- A Morris-Taney class Revenue Cutter

History

United States
- Namesake: Louis McLane
- Builder: Webb and Allen, New York
- Laid down: 1833
- Launched: 1833
- Commissioned: 1833
- Decommissioned: 21 October 1840
- Homeport: Charleston, South Carolina; New Bedford, Massachusetts;
- Fate: Sold

General characteristics
- Class & type: Schooner
- Displacement: 112 tons
- Length: 73.4 ft (22.4 m)
- Beam: 20.6 ft (6.3 m)
- Draught: 9.7 ft (3.0 m)
- Propulsion: wind
- Complement: 20-24
- Armament: 6-9 pndrs

= USRC McLane =

The United States Revenue Cutter McLane was one of 13 cutters of the Morris-Taney Class to be launched. Named after Secretaries of the Treasury and Presidents of the United States, these cutters were the backbone of the Service for more than a decade. Samuel Humphreys designed these cutters for roles as diverse as fighting pirates, privateers, combating smugglers and operating with naval forces. He designed the vessels on a naval schooner concept. They had Baltimore Clipper lines. The vessels built by Webb and Allen, designed by Isaac Webb, resembled Humphreys' but had one less port.

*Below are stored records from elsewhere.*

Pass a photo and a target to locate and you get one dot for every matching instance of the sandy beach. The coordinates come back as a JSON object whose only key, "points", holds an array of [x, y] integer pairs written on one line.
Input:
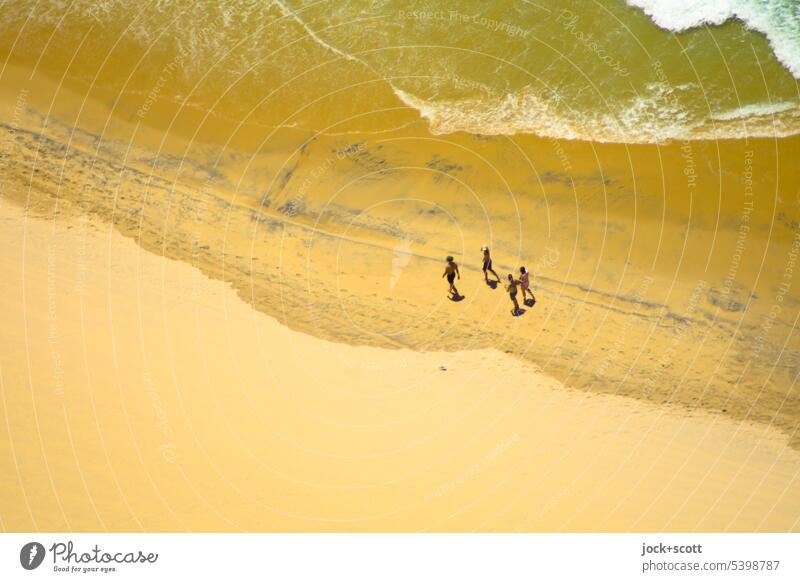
{"points": [[140, 395], [223, 306]]}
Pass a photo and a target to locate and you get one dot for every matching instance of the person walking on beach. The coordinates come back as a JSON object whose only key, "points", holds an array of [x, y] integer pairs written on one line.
{"points": [[512, 292], [524, 279], [487, 265], [451, 271]]}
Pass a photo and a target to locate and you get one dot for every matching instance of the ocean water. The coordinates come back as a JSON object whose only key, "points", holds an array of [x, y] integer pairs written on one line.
{"points": [[639, 71]]}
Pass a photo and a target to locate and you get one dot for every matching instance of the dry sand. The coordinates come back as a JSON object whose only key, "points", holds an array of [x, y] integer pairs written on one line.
{"points": [[653, 387]]}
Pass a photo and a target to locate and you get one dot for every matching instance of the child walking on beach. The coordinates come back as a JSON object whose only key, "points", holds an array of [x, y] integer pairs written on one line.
{"points": [[487, 264], [524, 279], [451, 271]]}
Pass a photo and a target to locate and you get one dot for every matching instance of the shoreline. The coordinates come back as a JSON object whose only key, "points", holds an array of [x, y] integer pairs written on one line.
{"points": [[165, 403], [639, 269]]}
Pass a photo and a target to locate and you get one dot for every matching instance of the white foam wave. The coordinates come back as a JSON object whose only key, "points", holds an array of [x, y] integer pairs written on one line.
{"points": [[654, 118], [778, 20]]}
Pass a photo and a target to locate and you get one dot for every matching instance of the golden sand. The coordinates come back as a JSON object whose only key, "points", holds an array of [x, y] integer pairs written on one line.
{"points": [[261, 350], [138, 394]]}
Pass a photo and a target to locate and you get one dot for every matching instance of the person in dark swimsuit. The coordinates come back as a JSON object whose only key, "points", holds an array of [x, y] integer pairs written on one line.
{"points": [[511, 287], [451, 271], [525, 281], [487, 265]]}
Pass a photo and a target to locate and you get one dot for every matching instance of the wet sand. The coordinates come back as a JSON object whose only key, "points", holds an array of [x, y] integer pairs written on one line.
{"points": [[225, 326], [138, 394]]}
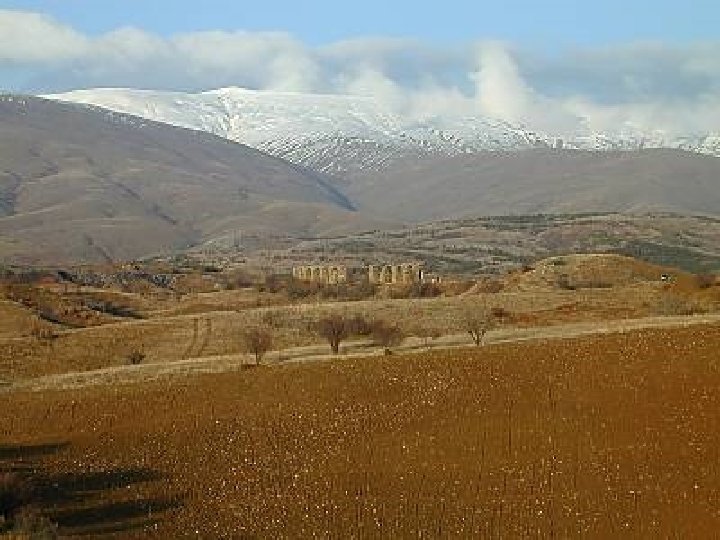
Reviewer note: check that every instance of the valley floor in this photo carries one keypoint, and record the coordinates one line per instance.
(599, 435)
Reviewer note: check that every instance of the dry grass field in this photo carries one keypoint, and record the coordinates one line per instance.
(591, 411)
(602, 436)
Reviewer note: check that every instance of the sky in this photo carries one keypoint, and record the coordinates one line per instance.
(536, 22)
(654, 64)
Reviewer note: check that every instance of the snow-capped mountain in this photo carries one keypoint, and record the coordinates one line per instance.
(342, 135)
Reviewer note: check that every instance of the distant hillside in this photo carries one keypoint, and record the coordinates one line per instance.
(542, 181)
(85, 184)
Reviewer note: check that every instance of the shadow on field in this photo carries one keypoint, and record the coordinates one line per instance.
(78, 503)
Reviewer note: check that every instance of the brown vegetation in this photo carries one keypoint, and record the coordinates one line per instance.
(257, 341)
(602, 436)
(335, 328)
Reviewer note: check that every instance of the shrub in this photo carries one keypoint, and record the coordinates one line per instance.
(426, 333)
(14, 493)
(476, 321)
(334, 328)
(385, 334)
(257, 341)
(28, 523)
(359, 325)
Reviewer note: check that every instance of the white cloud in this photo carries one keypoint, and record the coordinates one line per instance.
(31, 38)
(641, 85)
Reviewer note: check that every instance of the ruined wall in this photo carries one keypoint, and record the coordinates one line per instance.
(395, 273)
(328, 275)
(404, 273)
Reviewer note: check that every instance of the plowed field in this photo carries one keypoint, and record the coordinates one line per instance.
(596, 436)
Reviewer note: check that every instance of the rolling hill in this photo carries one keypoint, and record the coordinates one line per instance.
(80, 183)
(542, 181)
(343, 134)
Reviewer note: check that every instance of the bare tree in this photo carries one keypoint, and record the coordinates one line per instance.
(476, 321)
(257, 340)
(426, 333)
(334, 328)
(386, 335)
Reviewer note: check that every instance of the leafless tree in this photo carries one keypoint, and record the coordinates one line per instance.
(334, 328)
(257, 340)
(476, 320)
(386, 334)
(426, 333)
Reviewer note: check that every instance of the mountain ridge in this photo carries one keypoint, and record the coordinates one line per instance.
(344, 135)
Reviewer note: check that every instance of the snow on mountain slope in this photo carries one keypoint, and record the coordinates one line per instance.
(346, 135)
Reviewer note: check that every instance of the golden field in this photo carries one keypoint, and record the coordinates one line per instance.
(599, 436)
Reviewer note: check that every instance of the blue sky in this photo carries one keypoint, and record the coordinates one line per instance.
(540, 23)
(555, 63)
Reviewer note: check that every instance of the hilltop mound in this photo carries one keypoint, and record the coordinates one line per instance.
(581, 271)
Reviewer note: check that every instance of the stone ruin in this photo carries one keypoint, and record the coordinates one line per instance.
(328, 275)
(404, 273)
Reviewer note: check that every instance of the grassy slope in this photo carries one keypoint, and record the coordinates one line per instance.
(600, 436)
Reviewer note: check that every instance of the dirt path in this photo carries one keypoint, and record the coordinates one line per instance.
(218, 364)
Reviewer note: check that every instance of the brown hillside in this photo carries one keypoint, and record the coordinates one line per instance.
(597, 437)
(82, 184)
(586, 271)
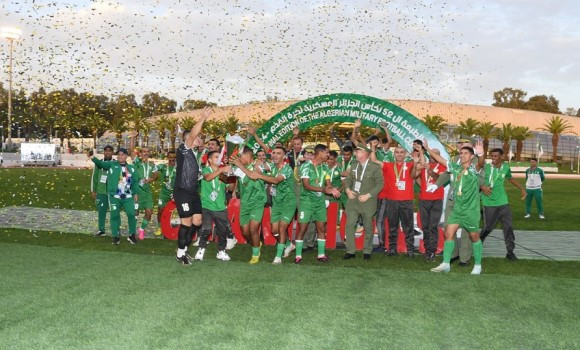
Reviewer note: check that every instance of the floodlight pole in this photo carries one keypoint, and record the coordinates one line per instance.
(10, 96)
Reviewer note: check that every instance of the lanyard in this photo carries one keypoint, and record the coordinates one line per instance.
(146, 170)
(362, 173)
(332, 173)
(169, 175)
(492, 178)
(319, 179)
(398, 174)
(427, 176)
(460, 179)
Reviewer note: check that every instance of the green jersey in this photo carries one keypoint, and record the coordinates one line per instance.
(144, 169)
(99, 179)
(283, 193)
(316, 176)
(252, 192)
(495, 178)
(167, 178)
(466, 188)
(534, 178)
(213, 193)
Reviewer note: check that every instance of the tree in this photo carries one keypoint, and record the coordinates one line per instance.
(486, 130)
(505, 135)
(153, 104)
(509, 98)
(467, 127)
(571, 111)
(520, 134)
(556, 125)
(543, 103)
(162, 124)
(190, 105)
(435, 123)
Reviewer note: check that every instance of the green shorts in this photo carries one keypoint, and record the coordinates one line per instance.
(282, 212)
(145, 200)
(163, 200)
(252, 212)
(312, 211)
(470, 222)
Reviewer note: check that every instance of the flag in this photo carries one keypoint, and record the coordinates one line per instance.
(539, 150)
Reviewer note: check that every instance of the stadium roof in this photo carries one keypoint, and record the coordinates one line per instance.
(452, 112)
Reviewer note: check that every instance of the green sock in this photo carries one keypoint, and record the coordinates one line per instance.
(448, 250)
(477, 251)
(299, 245)
(255, 251)
(321, 246)
(279, 250)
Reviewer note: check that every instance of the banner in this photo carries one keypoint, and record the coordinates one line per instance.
(37, 152)
(326, 109)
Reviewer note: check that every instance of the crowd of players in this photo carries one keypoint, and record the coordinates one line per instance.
(371, 179)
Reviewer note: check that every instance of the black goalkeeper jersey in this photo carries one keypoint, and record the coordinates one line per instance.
(187, 171)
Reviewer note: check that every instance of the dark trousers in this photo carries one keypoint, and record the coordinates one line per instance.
(430, 212)
(491, 215)
(381, 218)
(400, 211)
(222, 227)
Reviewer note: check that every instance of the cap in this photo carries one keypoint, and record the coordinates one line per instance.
(363, 147)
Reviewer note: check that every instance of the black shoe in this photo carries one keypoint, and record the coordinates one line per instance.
(348, 256)
(511, 256)
(379, 249)
(132, 239)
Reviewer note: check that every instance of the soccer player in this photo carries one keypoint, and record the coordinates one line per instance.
(315, 183)
(281, 179)
(534, 179)
(465, 212)
(166, 174)
(123, 189)
(213, 202)
(99, 191)
(430, 203)
(185, 191)
(145, 169)
(252, 199)
(399, 179)
(495, 201)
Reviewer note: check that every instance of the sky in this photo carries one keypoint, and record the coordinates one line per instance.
(232, 52)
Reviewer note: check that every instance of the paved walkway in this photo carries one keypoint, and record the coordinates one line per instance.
(559, 245)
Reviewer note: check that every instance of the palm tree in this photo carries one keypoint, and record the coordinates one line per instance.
(505, 134)
(486, 130)
(556, 126)
(467, 127)
(435, 123)
(520, 134)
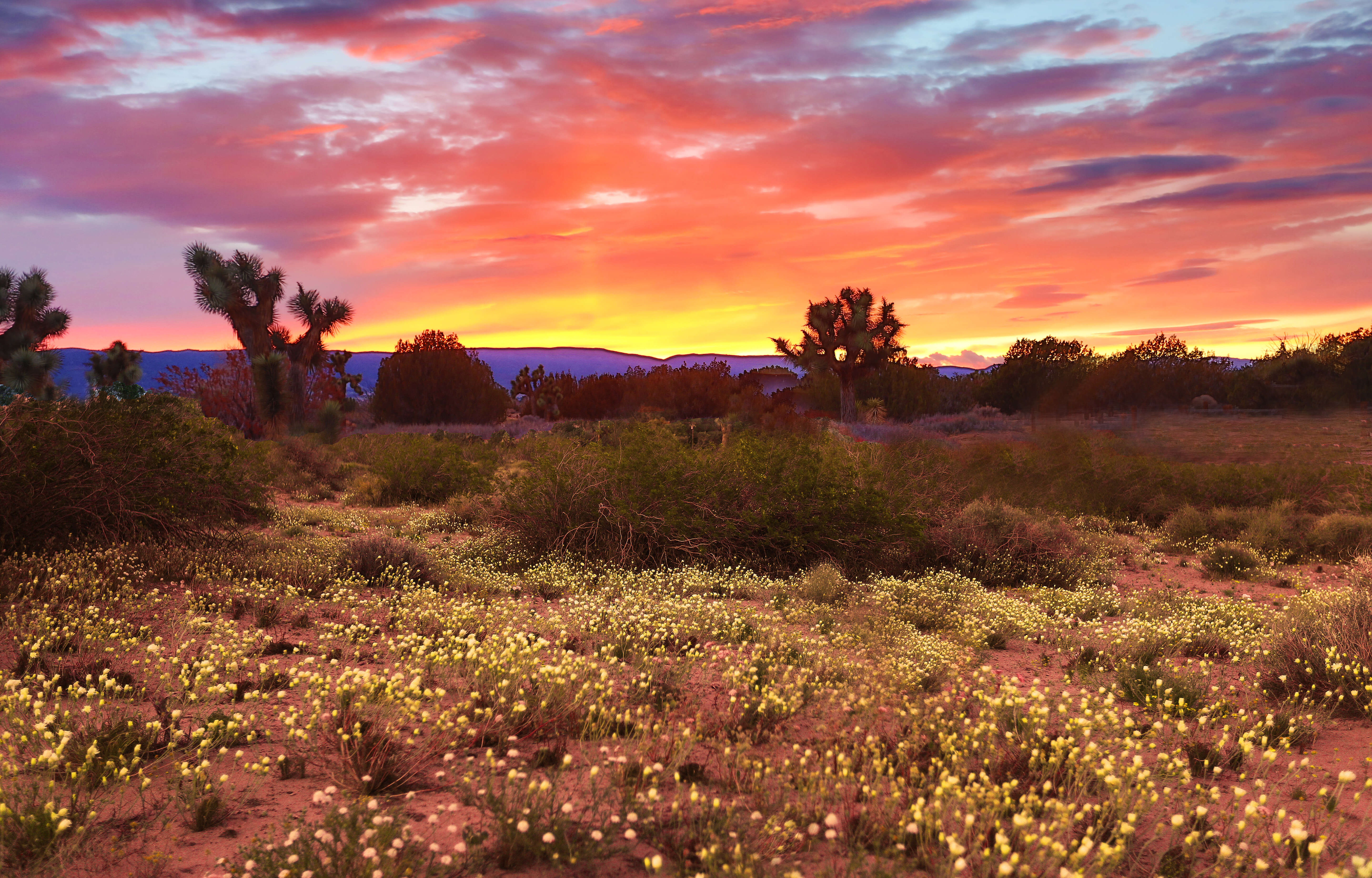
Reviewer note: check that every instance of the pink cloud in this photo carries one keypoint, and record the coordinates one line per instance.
(507, 174)
(617, 25)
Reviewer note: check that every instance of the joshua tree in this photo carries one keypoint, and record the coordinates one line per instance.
(27, 306)
(116, 366)
(241, 291)
(844, 337)
(320, 319)
(246, 294)
(538, 393)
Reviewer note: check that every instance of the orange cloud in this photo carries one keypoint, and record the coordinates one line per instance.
(617, 25)
(677, 190)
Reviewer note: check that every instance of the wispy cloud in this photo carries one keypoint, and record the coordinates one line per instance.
(625, 175)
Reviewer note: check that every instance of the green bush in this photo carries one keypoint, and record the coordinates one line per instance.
(1231, 560)
(113, 470)
(1276, 530)
(825, 584)
(412, 468)
(1004, 546)
(773, 501)
(1341, 536)
(437, 381)
(1093, 473)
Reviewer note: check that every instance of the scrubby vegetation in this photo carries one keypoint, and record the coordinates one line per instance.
(643, 645)
(117, 470)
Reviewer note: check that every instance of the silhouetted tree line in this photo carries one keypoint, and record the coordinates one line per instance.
(1056, 375)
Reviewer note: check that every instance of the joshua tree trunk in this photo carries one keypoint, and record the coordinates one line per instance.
(297, 393)
(847, 400)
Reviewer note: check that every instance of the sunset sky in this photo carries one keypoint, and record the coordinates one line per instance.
(674, 178)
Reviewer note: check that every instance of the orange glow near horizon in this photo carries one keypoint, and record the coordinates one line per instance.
(665, 179)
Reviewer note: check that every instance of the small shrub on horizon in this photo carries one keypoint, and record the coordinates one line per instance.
(1231, 560)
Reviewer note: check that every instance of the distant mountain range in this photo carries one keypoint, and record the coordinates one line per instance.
(505, 363)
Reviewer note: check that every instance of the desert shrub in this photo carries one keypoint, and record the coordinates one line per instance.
(1006, 546)
(411, 468)
(109, 468)
(951, 603)
(437, 381)
(1278, 530)
(375, 556)
(1323, 652)
(825, 584)
(774, 501)
(1160, 688)
(1231, 560)
(298, 467)
(1341, 536)
(1091, 473)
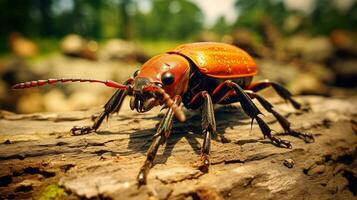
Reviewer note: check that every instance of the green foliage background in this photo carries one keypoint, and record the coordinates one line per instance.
(174, 20)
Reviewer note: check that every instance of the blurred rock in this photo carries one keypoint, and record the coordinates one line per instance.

Named for the Louis McLane, the tenth Secretary of the Treasury of the United States, USRC McLane was noted for her beautiful deck finish and cabinet work. An early historian of the Service, Revenue Captain Horatio D. Smith, USRCS, wrote of her:

The Revenue Cutter McLane when finished in 1832 was ordered to Washington, and while at the Navy Yard was visited by many people, especially members of Congress, and was admired by all for her beauty, symmetry and elegance of finish. Her armament was four brass 9-pounders on elegant carriages, with small arms to correspond. Other vessels were built of larger dimensions, but the McLane excelled them all in beauty and sailing qualities. She was the crack vessel of her time. Subsequently many of [those cutters in her class] were sold ... to Cubans, who used them for slavers.

McLane served in Charleston, South Carolina in 1832 and in 1833 sailed to New Bedford, Massachusetts for revenue duty there. She capsized in Hadley Harbor in Massachusetts during a tornado in 1837, was raised and put back in duty until 1840, when she was sold.